Em julho, o presidente da Comissão Europeia, Jean-Claude Juncker, foi a Washington em tentativa de impedir a escalada de tensões comerciais através do Atlântico. A tratativa resultante incluiu a promessa por parte da Comissão Europeia de estimular a importação de soja dos Estados Unidos. A concessão europeia foi interpretada como um gesto retórico, uma vez que forças de mercado já estariam resultando na maior importação de soja americana pelo bloco, em decorrência das tarifas aplicadas pelos chineses à commodity dos Estados Unidos. “As políticas comerciais do Presidente Trump já estão dando aos fazendeiros americanos o suficiente para se preocupar” afirmou Hogan.

Contexto

A proposta de estímulo à produção de proteína vegetal na UE responde à demanda expressa pelo Parlamento Europeu em abril deste ano, quando foi adotado relatório sobre o tema com 542 votos a favor, 33 contrários e 109 abstenções. No documento, parlamentares apresentam argumentos relacionados ao impacto ambiental da produção de soja nas regiões de onde o produto é atualmente importado, mas também ressaltam que a atual situação traz “grandes riscos” à pecuária do bloco devido à volatilidade do mercado internacional.

Eurodeputados atentaram ainda para a China, maior importador de soja, e o que consideram ser seu crescente controle sobre a cadeia produtiva da commodity. Segundo o relatório, os chineses teriam lançado uma “estratégia não-transparente de segurança de abastecimento, localizada fora de mecanismos tradicionais de mercado e baseada em contratos de produção com o maior fornecedor, o Brasil […] às custas do meio ambiente”. Para os parlamentares, a estratégia chinesa poderia “colocar em perigo a estabilidade dos mercados da União”, uma vez que a UE importa sua soja do Brasil.

Em julho de 2017, um grupo de treze estados-membros composto por Alemanha, Áustria, Croácia, Eslováquia, Eslovênia, Finlândia, França, Grécia, Hungria, Luxemburgo, Países Baixos, Polônia e Romênia assinaram declaração em apoio à produção de proteína vegetal na UE para ração e alimentos “como contribuição ao desenvolvimento de sistemas agrícolas mais sustentáveis e resilientes”. O documento baseia sua argumentação nos Objetivos de Desenvolvimento Sustentável 2 e 15, cujos focos são segurança alimentar e uso sustentável de ecossistemas terrestres, respectivamente.

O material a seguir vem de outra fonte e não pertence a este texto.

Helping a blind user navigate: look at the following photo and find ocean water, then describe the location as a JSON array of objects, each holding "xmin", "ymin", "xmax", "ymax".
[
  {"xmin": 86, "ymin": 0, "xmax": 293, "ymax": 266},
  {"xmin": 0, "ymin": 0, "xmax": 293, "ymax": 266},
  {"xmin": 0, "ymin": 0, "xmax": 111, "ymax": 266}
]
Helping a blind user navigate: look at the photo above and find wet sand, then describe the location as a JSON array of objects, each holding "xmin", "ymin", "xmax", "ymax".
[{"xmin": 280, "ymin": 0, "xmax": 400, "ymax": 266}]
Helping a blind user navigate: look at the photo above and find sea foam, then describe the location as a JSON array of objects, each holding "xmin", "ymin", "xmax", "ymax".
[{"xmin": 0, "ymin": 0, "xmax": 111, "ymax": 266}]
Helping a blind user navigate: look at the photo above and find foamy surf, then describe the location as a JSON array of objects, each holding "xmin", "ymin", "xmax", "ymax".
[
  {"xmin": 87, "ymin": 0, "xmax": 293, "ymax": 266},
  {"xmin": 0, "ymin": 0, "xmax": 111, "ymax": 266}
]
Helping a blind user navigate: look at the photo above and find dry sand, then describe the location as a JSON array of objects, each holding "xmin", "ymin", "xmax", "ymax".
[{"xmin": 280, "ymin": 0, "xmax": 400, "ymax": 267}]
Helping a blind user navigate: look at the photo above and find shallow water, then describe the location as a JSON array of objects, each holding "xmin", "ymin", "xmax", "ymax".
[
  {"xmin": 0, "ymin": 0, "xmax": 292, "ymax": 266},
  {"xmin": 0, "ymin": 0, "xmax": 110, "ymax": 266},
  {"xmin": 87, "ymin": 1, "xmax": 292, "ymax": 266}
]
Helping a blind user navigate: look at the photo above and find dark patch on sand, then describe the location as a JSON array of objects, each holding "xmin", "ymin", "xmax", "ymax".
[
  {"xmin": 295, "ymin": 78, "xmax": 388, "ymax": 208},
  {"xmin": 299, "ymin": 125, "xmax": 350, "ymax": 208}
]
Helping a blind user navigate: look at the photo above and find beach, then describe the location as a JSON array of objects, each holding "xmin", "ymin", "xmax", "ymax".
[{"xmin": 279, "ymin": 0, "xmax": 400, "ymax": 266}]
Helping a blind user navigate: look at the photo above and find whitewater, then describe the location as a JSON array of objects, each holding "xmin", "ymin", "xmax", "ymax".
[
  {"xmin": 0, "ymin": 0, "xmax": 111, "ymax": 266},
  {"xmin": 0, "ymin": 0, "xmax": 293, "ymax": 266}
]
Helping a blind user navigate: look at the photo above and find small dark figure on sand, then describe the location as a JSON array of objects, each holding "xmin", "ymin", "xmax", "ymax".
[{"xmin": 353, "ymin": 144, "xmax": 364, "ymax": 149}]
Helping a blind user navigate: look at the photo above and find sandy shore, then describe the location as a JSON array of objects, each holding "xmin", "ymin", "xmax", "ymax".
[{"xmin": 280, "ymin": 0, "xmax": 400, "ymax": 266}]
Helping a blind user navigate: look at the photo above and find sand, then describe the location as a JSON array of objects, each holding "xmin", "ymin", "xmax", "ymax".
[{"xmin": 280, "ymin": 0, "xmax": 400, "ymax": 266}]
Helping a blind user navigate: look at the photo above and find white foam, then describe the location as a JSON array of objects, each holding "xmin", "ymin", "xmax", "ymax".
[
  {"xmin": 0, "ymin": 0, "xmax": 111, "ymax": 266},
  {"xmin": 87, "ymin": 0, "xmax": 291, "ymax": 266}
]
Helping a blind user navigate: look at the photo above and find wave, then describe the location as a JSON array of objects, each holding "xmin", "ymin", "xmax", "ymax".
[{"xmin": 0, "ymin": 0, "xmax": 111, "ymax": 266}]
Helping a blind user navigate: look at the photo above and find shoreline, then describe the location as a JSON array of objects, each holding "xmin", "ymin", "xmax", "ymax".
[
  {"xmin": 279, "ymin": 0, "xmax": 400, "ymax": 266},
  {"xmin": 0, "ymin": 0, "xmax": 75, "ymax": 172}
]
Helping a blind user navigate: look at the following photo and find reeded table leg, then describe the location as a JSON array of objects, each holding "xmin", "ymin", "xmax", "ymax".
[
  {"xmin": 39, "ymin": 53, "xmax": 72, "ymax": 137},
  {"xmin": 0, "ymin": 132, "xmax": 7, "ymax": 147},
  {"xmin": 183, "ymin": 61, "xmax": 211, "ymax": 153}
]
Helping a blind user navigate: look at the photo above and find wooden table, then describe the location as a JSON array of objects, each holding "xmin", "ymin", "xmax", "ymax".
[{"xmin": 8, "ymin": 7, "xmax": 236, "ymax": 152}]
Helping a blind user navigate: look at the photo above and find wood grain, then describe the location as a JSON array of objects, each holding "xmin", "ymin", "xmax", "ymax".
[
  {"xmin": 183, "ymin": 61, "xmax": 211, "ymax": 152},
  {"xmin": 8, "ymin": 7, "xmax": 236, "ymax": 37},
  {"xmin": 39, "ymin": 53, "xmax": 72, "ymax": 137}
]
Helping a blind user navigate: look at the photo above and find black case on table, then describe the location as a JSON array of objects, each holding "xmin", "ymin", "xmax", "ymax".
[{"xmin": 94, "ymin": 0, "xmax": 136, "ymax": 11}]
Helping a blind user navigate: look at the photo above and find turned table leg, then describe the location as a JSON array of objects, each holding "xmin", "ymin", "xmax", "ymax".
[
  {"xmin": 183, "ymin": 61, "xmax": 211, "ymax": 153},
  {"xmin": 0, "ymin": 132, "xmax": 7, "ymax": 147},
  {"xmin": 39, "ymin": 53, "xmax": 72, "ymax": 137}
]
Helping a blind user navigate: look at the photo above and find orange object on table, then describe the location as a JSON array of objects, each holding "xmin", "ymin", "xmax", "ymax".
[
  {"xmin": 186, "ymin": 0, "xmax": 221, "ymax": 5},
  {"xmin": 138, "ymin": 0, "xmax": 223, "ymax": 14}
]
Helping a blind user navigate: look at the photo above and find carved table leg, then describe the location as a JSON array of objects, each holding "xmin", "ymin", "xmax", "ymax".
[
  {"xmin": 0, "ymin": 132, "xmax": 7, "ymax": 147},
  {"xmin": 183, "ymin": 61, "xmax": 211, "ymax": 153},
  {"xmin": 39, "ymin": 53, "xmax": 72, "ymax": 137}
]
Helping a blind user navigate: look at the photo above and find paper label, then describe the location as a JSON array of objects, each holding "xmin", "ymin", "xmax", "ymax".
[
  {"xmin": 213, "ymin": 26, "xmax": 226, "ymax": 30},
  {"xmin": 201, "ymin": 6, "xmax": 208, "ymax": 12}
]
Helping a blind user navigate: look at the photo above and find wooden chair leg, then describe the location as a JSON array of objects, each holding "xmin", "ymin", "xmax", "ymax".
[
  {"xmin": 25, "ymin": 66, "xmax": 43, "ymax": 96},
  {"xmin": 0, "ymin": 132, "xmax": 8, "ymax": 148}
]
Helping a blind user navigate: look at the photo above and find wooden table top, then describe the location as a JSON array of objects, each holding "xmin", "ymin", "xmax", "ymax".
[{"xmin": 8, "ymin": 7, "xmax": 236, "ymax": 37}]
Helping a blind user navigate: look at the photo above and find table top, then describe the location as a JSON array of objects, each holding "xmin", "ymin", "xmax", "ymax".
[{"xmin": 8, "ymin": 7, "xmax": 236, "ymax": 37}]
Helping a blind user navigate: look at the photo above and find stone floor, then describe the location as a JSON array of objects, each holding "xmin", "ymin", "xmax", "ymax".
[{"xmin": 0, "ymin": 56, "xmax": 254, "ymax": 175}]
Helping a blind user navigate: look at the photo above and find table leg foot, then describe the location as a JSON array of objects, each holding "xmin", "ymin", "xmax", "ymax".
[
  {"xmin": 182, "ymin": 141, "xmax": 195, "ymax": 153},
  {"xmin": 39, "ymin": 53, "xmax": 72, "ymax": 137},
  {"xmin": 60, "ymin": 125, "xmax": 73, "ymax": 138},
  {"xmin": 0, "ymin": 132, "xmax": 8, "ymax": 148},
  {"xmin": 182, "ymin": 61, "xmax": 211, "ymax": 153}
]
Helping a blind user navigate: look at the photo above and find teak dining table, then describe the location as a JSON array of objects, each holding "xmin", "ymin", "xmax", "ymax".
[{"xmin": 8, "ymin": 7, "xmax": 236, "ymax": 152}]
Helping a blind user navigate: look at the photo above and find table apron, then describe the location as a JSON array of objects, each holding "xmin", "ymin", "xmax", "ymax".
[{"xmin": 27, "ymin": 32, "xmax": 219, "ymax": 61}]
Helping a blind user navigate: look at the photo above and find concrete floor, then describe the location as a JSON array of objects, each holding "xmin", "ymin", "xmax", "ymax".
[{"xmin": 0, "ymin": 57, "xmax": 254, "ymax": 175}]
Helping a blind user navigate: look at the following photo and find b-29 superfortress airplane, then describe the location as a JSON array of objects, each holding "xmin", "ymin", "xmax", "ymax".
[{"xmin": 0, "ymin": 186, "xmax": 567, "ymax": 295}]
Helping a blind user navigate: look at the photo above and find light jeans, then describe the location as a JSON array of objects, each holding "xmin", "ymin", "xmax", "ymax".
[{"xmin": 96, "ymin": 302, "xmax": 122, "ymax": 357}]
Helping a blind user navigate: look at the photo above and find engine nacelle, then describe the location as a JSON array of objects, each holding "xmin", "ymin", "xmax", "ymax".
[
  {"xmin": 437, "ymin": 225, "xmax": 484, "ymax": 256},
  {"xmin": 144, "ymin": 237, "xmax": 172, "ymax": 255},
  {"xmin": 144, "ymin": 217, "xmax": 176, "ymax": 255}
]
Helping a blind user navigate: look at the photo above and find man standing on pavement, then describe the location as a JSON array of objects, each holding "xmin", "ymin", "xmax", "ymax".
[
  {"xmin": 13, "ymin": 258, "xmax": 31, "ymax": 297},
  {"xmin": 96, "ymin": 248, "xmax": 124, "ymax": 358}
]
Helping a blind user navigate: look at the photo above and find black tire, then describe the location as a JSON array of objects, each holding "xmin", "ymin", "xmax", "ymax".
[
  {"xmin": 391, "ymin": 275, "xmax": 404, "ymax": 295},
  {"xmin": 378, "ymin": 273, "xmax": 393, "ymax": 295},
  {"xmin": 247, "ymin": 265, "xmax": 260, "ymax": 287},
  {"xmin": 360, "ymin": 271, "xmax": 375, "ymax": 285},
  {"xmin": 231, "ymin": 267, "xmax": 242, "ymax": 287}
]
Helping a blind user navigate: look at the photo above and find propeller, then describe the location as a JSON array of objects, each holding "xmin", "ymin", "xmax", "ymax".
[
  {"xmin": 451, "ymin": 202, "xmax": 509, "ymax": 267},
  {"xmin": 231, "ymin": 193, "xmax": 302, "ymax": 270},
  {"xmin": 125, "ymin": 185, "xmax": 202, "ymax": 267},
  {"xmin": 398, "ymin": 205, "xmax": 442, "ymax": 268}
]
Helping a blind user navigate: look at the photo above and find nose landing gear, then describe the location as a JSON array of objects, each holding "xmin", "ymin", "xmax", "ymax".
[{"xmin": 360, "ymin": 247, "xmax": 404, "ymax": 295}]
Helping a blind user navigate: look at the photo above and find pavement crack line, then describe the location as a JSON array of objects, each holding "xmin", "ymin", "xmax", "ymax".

Os países signatários apoiaram no documento a parceria com países europeus não membros da UE, como a Ucrânia, Moldávia, Sérvia e Bósnia-Herzegovina para garantir que um volume maior de soja seja cultivado e processado no continente.

Para saber mais

O Brasil é o segundo maior produtor global de soja e o maior exportador do produto. Na safra 2017/18, o país alcançou a produção recorde de 119,3 milhões de toneladas, com crescimento de 4,6% com relação à safra anterior (2017/16). Se as condições climáticas se mantiverem favoráveis, novo recorde deve ocorrer na safra 2018/2019.

Já as exportações brasileiras de soja atingiram a cifra de US$ 31,7 bilhões em 2017, dos quais 14,6%, (ou US$ 4,6 bilhões), tiveram como destino a União Europeia. De janeiro a outubro de 2018, o valor total das exportações da soja brasileira chegou a US$ 36,3 bilhões, com aumento de 23,9% em comparação ao mesmo período de 2017. Para a União Europeia, as exportações de soja em 2018 já somam US$ 4,9 bilhões (jan-out), valor 18,4% superior àquele relativo aos mesmos meses de 2017.

Vale lembrar que a soja é o principal produto de exportação do agronegócio brasileiro, e representa 33% das exportações nacionais (2017).